Did you create a bootable DVD or USB installer? If not you'll need to boot into the network recovery mode and see if the installer sees your volume. If not, you'll need to boot into Target Disk Mode and connect to another Mac and see if you can get your info off of it (If you don't have a backup.) because you'll need to reformat the drive (So back Windows up too!).


----------



## querycat (Apr 16, 2013)

sinclair_tm said:


> Did you create a bootable DVD or USB installer? If not you'll need to boot into the network recovery mode and see if the installer sees your volume. If not, you'll need to boot into Target Disk Mode and connect to another Mac and see if you can get your info off of it (If you don't have a backup.) because you'll need to reformat the drive (So back Windows up too!).


This sounds like very useful information, but unfortunately I'm a windows tech and don't know a huge amount of Mac troubleshooting. I don't suppose you'll be able to link me some walkthroughs on your suggested approach?

Edit: I read over your post a few times and it sounds like you're suggesting a backup and format is necessary. Is that right?


----------



## querycat (Apr 16, 2013)

I should probably note i can see the entire Mac HD from my bootcamp. I can also see the EFI partition (although it's now empty) in Windows' Disk Management. 
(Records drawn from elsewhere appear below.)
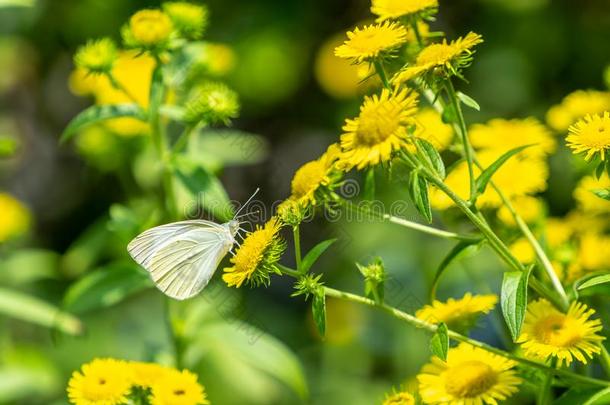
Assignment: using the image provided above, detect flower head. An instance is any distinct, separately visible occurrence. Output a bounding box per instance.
[417,343,521,405]
[415,293,498,329]
[163,1,208,39]
[123,10,174,49]
[0,193,32,243]
[150,369,210,405]
[74,38,118,73]
[335,21,407,63]
[184,82,239,125]
[337,89,417,170]
[392,32,483,85]
[68,359,133,405]
[517,299,604,366]
[222,217,286,288]
[566,111,610,161]
[371,0,438,22]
Is it possible for me to download what's necessary and somehow install it onto the partition?


----------



## sinclair_tm (Mar 11, 2005)

I don't believe you can download and install what you need, that information will be unique to the Mac in question. As for how to do what I said, Apple's support site has all that info with a quick search. Most times it's on the front page already. But yes, you're fastest and easiest solution will be to backup everything, and then wipe the drive and reformat it.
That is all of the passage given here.